Robert E. Lowenberg was arrested late Friday by U.S. Forest Service investigators in Garden Grove outside the electronics store where he works.
Lowenberg is the son of Ronald E. Lowenberg, police chief of the Orange County city, family members said Saturday. Attempts to reach the elder Lowenberg were unsuccessful.
Randy Detarr, manager of the Radio Shack store at the corner of Magnolia and Katella avenues, said Saturday that he and Lowenberg had just stepped through the front door on their way to a nearby fast-food restaurant when two men grabbed Lowenberg. One identified himself as an FBI agent, and the other as a Forest Service investigator, Detarr said. They told Lowenberg that he was under arrest for arson, and he offered no resistance, Detarr said.
‘Didn’t Say Anything’
“Both of us were so stunned, we just didn’t say anything,” said Detarr, who said Lowenberg had worked at the store for six months.
Several days before his arrest, Lowenberg told Detarr that he had been in the foothills with a friend the day the Silverado fire began, Detarr said.
On Saturday, Lowenberg was still being held without bail in the federal prison at Terminal Island. He is scheduled to appear Monday before a U.S. magistrate. At that time, Lowenberg is to be formally charged and bail will be set.
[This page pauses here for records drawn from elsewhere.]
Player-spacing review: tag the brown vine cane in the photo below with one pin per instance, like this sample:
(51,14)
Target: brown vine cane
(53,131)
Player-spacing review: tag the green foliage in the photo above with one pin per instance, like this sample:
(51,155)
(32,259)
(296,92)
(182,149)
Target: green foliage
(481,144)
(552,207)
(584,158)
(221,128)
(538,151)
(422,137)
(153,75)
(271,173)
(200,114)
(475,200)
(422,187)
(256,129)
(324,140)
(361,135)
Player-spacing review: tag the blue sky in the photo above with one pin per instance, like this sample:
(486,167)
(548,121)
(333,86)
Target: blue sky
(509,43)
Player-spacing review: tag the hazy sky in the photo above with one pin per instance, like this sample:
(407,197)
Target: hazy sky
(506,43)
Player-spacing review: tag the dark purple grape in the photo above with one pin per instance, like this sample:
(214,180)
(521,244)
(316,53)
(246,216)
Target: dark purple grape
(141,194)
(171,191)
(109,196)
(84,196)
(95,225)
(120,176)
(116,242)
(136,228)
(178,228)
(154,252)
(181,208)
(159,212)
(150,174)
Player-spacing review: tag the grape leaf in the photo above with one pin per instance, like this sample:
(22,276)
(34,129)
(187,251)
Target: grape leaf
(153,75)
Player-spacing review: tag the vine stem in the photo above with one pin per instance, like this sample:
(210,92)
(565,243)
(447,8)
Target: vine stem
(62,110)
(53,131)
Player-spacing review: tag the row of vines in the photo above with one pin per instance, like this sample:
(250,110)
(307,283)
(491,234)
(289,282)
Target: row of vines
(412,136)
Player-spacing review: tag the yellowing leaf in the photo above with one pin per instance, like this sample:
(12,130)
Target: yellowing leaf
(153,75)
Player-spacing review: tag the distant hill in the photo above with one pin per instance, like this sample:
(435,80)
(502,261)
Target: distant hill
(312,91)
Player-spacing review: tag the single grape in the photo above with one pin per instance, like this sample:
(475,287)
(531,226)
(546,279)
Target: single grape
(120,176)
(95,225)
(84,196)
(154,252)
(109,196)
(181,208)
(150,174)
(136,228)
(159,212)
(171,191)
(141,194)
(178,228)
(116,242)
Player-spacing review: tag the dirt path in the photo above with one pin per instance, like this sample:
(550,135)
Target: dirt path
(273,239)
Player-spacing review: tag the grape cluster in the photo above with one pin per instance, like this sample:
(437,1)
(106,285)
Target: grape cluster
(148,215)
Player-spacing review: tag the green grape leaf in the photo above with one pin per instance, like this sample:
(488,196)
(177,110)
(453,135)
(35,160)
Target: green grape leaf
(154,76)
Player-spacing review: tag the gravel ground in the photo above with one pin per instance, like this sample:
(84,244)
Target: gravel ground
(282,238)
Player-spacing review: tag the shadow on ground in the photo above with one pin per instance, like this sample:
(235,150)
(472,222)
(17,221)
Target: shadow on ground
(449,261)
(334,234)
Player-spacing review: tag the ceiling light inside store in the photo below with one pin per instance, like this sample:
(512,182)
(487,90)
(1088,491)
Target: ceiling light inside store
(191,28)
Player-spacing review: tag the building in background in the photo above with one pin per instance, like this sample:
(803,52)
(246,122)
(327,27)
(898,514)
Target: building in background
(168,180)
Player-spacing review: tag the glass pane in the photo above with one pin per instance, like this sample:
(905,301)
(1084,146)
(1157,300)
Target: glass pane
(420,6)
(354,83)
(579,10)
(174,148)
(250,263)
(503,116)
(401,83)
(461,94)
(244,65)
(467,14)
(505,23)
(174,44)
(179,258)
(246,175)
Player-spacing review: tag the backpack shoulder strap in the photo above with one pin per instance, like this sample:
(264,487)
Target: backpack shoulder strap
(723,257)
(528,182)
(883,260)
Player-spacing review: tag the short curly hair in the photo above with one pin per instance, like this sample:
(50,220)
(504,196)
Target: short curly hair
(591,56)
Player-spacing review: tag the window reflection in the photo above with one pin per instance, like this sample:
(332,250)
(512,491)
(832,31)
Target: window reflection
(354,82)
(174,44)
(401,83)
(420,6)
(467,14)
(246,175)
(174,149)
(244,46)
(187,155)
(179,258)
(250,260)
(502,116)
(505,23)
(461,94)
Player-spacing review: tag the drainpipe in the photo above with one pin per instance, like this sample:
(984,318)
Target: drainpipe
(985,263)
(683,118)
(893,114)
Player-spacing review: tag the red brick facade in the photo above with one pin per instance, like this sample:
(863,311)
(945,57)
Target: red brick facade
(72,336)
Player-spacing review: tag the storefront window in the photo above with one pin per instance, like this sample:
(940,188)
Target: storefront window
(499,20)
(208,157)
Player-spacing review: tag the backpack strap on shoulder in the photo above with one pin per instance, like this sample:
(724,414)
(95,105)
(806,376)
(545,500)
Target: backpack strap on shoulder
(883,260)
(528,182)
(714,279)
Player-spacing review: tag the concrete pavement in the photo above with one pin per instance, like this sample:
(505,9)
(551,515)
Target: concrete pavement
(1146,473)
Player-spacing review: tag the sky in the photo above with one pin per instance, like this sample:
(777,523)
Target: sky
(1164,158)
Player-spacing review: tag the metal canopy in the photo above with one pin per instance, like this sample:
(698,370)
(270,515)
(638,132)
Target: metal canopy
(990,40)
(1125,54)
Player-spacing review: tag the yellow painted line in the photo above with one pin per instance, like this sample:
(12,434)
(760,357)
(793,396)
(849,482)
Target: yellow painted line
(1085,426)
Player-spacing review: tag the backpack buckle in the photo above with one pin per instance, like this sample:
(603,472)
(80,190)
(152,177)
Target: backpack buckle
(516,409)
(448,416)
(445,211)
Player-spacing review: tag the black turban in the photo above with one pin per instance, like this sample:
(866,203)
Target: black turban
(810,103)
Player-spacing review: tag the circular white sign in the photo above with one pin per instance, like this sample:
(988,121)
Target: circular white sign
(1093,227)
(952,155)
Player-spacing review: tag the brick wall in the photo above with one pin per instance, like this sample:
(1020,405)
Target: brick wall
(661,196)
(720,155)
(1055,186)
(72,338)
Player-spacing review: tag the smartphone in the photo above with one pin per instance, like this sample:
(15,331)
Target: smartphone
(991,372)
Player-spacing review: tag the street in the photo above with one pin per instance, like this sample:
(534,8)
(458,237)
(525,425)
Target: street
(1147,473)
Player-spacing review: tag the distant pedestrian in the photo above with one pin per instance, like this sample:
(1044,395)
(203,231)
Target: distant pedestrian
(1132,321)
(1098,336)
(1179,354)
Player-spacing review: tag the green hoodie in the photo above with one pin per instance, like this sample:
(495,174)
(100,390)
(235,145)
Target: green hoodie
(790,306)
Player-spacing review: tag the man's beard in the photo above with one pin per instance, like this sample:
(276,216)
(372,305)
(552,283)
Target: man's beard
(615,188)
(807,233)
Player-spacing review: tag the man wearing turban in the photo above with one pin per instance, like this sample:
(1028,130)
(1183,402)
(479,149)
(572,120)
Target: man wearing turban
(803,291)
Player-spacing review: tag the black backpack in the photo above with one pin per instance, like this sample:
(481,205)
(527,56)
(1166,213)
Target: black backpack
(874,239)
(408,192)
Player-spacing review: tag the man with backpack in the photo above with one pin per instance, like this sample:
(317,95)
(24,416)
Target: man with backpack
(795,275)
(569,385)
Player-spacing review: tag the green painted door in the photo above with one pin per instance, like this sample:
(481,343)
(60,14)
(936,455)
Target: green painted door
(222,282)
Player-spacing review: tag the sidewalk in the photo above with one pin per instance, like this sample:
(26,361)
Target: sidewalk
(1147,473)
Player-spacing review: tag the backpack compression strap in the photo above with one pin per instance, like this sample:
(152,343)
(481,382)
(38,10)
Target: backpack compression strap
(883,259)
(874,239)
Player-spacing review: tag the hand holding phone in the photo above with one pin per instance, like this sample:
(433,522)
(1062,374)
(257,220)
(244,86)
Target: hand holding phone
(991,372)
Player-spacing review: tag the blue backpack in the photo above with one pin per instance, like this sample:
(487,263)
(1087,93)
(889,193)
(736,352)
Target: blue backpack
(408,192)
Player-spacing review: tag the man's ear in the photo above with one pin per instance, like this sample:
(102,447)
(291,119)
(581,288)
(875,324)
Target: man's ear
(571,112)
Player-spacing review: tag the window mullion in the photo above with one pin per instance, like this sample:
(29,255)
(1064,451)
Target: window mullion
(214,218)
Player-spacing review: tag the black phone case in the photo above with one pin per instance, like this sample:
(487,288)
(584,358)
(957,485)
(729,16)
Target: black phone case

Forest Service spokesman Dick Marlow said Saturday that Lowenberg confessed to setting the blaze, which blackened more than 5,000 acres.
Investigators refused to say whether Lowenberg was the sole suspect in the fire, which took five days to contain. They said a motive in the alleged arson has not been established.
Investigators were led to Lowenberg by an informant, a Forest Service spokesman said.
Tommy Lanier, Forest Service special agent who is coordinating the team of investigators, declined to give more details about Lowenberg because, he said, it would hinder the investigation.
The fire, which began Sept. 9, was deemed suspicious from the outset because residents of the mountains above Silverado Canyon reported seeing two men in a dark blue Toyota pickup truck starting fires near Dead Man’s Corner.
Cost Set at $1.3 Million
The fire was eventually controlled a week ago at an estimated cost of $1.3 million. It took 1,108 firefighters to complete a 14-mile containment ring in the Coldwater Canyon area of the forest in Riverside County.
Friday night, relatives of Lowenberg expressed shock at his arrest, with his grandmother, Mrs. Kenneth Lowenberg of Garden Grove, describing him as a “nice boy.”
She said her grandson, who once lived with her, attended Rancho Alamitos High School in Garden Grove but dropped out before graduating. He held a series of jobs, one of them as a clerk in an auto parts store, she said.
When asked whether her grandson is an outdoorsman, she said, “I didn’t think he ever went to the forest.”
The fire briefly threatened scattered homes in Silverado, Temescal and Bedford canyons, but moved away from populated areas and was confined to dense brush.